Assume that we are given two association rules R1 = A → C and R2 = B → C, where A, B and C are itemsets.

What of the following statements are correct?

A: If A $\subset$ B, then A has a higher support than B

B: If A $\subset$ B, then R1 cannot have a higher confidence than R2

C: If C is a class label and R1 has a higher confidence than R2, then we can expect R1 to have a higher precision for class C than R2

Correct answer: None

Explanation: Assume that B contains one additional item compared to A, and that this item always occurs together with an item in A in the database; then A and B will have the same support, while A is a subset of B.
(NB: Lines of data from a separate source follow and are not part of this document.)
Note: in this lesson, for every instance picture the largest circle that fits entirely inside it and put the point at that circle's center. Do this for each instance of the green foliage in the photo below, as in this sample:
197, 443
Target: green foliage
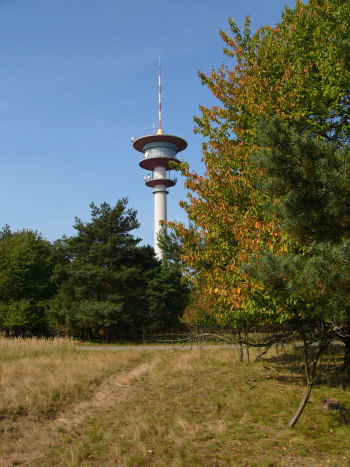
26, 265
103, 276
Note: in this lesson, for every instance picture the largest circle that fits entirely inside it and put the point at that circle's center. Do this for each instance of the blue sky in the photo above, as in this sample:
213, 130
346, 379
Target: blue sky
78, 78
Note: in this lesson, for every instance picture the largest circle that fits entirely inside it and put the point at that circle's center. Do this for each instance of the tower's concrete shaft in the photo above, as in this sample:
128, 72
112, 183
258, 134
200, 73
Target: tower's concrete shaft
158, 151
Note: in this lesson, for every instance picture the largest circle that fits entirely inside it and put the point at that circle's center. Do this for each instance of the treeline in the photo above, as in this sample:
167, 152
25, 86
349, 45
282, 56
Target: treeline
99, 283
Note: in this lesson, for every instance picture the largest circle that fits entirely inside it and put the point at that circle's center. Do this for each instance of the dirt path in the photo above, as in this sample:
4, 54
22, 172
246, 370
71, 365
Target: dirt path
153, 347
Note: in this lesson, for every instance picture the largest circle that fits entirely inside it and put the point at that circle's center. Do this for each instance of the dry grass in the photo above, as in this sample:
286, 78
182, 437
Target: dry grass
166, 408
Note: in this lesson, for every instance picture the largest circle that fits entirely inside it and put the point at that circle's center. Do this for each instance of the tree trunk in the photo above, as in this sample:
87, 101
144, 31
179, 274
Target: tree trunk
301, 407
346, 361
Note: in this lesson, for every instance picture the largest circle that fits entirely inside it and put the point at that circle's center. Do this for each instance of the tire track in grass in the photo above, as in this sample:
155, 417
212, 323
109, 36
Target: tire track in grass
38, 436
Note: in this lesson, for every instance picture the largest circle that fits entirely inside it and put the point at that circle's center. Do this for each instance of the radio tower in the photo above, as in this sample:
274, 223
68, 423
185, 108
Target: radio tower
158, 150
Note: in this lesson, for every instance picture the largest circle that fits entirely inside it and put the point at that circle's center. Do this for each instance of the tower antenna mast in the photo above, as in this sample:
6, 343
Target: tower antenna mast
160, 131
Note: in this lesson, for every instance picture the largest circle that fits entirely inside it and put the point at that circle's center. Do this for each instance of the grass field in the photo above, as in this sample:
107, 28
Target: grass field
190, 407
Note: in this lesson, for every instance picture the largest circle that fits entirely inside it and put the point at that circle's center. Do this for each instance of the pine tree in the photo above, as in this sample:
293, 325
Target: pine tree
103, 277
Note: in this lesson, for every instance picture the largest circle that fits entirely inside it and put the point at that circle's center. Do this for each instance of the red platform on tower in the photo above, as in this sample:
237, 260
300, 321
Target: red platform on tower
140, 143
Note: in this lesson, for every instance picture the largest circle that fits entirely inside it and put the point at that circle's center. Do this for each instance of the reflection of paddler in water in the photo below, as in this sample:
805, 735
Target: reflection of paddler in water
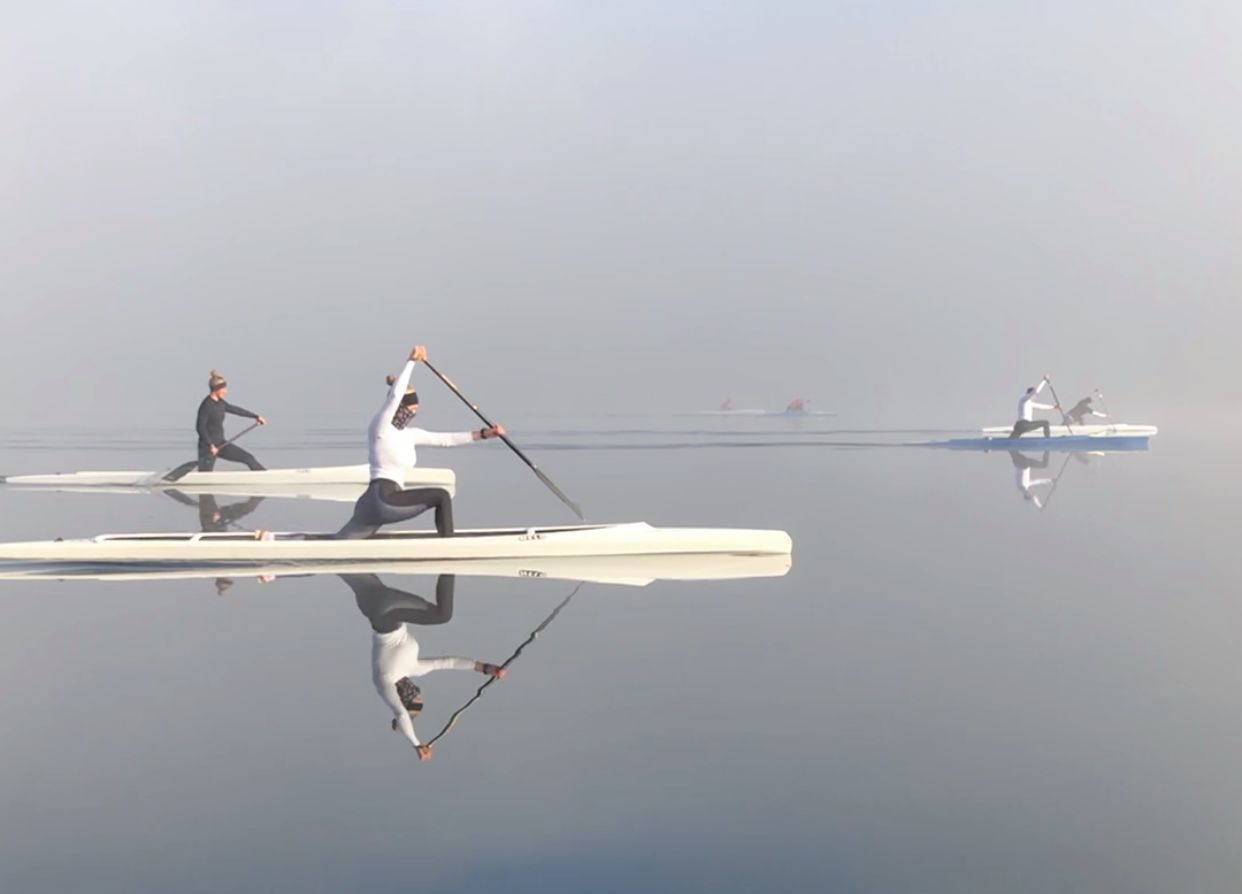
1026, 483
395, 657
215, 518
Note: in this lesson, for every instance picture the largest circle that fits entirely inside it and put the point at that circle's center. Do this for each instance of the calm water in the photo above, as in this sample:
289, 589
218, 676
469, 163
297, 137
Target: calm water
951, 690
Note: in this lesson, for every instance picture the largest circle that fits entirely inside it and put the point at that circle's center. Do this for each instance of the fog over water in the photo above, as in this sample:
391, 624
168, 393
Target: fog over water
606, 219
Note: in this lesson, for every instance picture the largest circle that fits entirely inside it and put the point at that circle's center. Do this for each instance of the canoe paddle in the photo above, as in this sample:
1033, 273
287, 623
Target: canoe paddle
184, 468
1101, 396
477, 695
545, 479
1065, 419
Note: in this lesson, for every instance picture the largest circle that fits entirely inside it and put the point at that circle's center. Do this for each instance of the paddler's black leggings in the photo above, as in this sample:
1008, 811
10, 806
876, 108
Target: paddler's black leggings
1022, 426
385, 503
388, 607
230, 452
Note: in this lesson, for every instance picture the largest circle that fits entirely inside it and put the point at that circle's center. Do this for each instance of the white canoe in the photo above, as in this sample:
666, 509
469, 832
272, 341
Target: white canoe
492, 543
1114, 430
635, 570
323, 482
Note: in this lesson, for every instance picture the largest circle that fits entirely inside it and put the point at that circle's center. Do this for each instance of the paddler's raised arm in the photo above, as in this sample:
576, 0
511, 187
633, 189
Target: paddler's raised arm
401, 381
242, 411
425, 438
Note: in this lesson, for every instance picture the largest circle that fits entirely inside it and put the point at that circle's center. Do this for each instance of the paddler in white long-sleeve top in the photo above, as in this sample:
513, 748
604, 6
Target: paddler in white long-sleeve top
391, 448
1026, 407
395, 656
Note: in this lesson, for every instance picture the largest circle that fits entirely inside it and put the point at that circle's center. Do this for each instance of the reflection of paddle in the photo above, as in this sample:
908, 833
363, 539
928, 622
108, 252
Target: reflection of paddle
476, 697
545, 479
184, 468
1056, 481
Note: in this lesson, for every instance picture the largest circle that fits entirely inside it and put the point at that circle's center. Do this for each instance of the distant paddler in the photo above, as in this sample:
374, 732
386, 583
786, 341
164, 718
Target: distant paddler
391, 442
211, 427
1083, 409
1026, 407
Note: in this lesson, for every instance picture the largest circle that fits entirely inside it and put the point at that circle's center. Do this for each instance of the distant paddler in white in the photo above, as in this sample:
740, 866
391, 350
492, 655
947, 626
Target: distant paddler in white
391, 443
1026, 407
395, 656
210, 426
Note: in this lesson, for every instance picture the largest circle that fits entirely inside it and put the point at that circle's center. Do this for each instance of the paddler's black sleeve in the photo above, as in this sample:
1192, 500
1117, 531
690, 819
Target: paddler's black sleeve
239, 411
204, 420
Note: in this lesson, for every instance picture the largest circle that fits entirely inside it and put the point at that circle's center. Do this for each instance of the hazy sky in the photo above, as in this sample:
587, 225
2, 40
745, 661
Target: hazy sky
901, 210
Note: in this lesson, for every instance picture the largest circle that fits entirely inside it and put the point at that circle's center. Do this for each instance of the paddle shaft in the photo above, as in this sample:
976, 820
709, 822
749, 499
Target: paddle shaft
184, 468
544, 478
477, 695
1065, 419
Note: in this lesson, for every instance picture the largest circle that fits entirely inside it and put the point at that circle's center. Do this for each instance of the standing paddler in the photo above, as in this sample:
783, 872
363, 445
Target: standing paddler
391, 442
1082, 410
1026, 407
211, 427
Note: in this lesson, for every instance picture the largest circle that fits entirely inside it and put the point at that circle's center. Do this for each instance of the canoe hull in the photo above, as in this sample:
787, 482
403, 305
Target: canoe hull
1079, 443
620, 570
342, 483
1115, 430
512, 543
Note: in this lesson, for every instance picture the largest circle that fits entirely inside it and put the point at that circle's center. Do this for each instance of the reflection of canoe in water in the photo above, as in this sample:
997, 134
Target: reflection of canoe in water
1119, 428
622, 570
324, 482
773, 414
1065, 442
405, 545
Assume the following itemsets (D):
{a, b}
{a, b, c}
{a, c}
{a, c, d} 

Let R1 = {a} → {c} : the confidence is then cov({a, c},D)/cov({a},D) = 3/4

Let R2 = {a, b} → {c} : the confidence is then cov({a, b, c},D)/cov({a, b},D) = 1/2

A rule with a high confidence may have a very low support, and hence may have a low precision when applied to independent test instances (not included in
the database from which the rules were generated). For example, a rule with
a confidence of 100% may have a support of only one instance, and hence the
conclusion may only hold in 50% of the test cases, while a rule with slightly
lower confidence, but much higher support, can be expected to be more correct
on independent test instances. Hence, confidence alone (without a sufficiently
high support) is not necessarily a meaningful evaluation criterion.


## Question 6

Assume that we have generated a set of association rules with a specified support
and confidence, from a dataset with a set of binary features and binary class
labels, encoded as itemsets. Assume that we have selected a subset of the rules,
for which the heads (consequents) contain only a class label and that we want to use
this subset of rules to classify a novel test instance, i.e., to assign one of the two
class labels.

What of the following are correct?


A: It may be that multiple rules with a confidence = 1 are applicable, i.e., the conditions (antecedents) are subsets of the itemset representing the instance to be classified, but with different consequents; this means that rules with maximum confidence are in conflict regarding what class label to assign

B: It may be that for some test instance, there is no rule such that the condition
(antecedent) is a subset of the itemset representing the instance to be classified;
this means that there is no applicable rule that can suggest what class label to
assign.

C: If we increase the minimum support, we should expect more rules to be applicable

D: If we decrease the minimum confidence, we should expect more rules to be applicable

Correct answer: A, B, D

Explanation: 

It could very well be that rules with perfect confidence (= 1) have logically overlapping (non-exclusive) antecedents, but for which there is no overlap in the given database. They could hence  
cover a test instance and predict different class labels.

There is no guarantee that the generated rules cover all possible combinations of itemsets; in the extreme case, there are no rules that meet the confidence and support requirements.

Increasing minimum support means that fewer frequent itemsets are found, and hence there will be fewer potential candidate itemsets to form rules from. If we instead decrease the confidence threshold, the number of generated rules can be expected to increase, and hence also the number of applicable rules.